Lawrence Agcaoili - The Philippine Star
Philippines’ CA deficit to widen until 2021 — Fitch
The debt watcher said the subdued export performance and generally strong import growth in 2020 and 2021 would keep the CA in a deficit of between 2.4 percent and 2.6 percent of gross domestic product (GDP).
AFP / File

MANILA, Philippines — The country’s current account (CA) deficit would continue to widen until 2021 due to strong import growth, according to Fitch Ratings.

The debt watcher said the subdued export performance and generally strong import growth in 2020 and 2021 would keep the CA in a deficit of between 2.4 percent and 2.6 percent of gross domestic product (GDP).

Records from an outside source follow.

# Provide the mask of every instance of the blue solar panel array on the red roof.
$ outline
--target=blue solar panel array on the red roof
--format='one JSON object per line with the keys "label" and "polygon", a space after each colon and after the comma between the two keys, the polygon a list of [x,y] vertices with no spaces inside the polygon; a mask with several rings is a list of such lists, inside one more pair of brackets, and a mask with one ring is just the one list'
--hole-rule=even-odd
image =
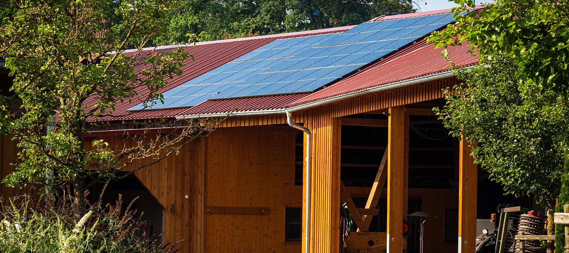
{"label": "blue solar panel array on the red roof", "polygon": [[[312,92],[453,20],[452,13],[390,19],[336,34],[274,40],[164,92],[164,104],[152,109],[190,107],[208,99]],[[143,105],[130,108],[137,109]]]}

For 2019, Fitch said the country’s CA shortfall may hit 2.4 percent of GDP due to weak export performance in the first half.

Exports went down by 0.5 percent to $34.22 billion from January to June compared to $34.39 billion a year ago.

On the other hand, imports also declined by around one percent to $53.12 billion from $53.63 billion a year ago.

This translated to a 1.7 percent improvement in the trade deficit to $18.9 billion from January to June compared to $19.23 billion in the same period last year.

The CA position measures the net transfer of real resources between the domestic economy and the rest of the world. It consists of transactions in goods, services as well as primary and secondary income.

The Bangko Sentral ng Pilipinas (BSP) expects a record CA deficit of $10.1 billion this year, 27.8 percent wider than the $7.9 billion shortfall recorded last year.

The projected deficit is equivalent to 2.8 percent of GDP for this year from 2.1 percent of GDP last year.

On Friday, BSP Deputy Governor Francisco Dakila Jr. reported that the country’s CA deficit thinned to $1.74 billion or one percent of GDP from $3.75 billion in the same period last year.

This after, the shortfall narrowed sharply to $145 million in the second quarter from $3.28 billion in the same quarter last year.

Despite the improvement, Dakila said the country’s CA position would remain in deficit for the rest of the year.

“The CA will not swing into a surplus this year. The deficit is lower than what we had projected,” Dakila said.

Government economists expect the country to incur a wider CA deficit due to stronger imports to support the growing economy as well as weak global growth and the trade war between the US and China.

Dakila said the shortfall remains manageable due to the strong inflows of foreign direct investments (FDI) as well as foreign portfolio investments or hot money.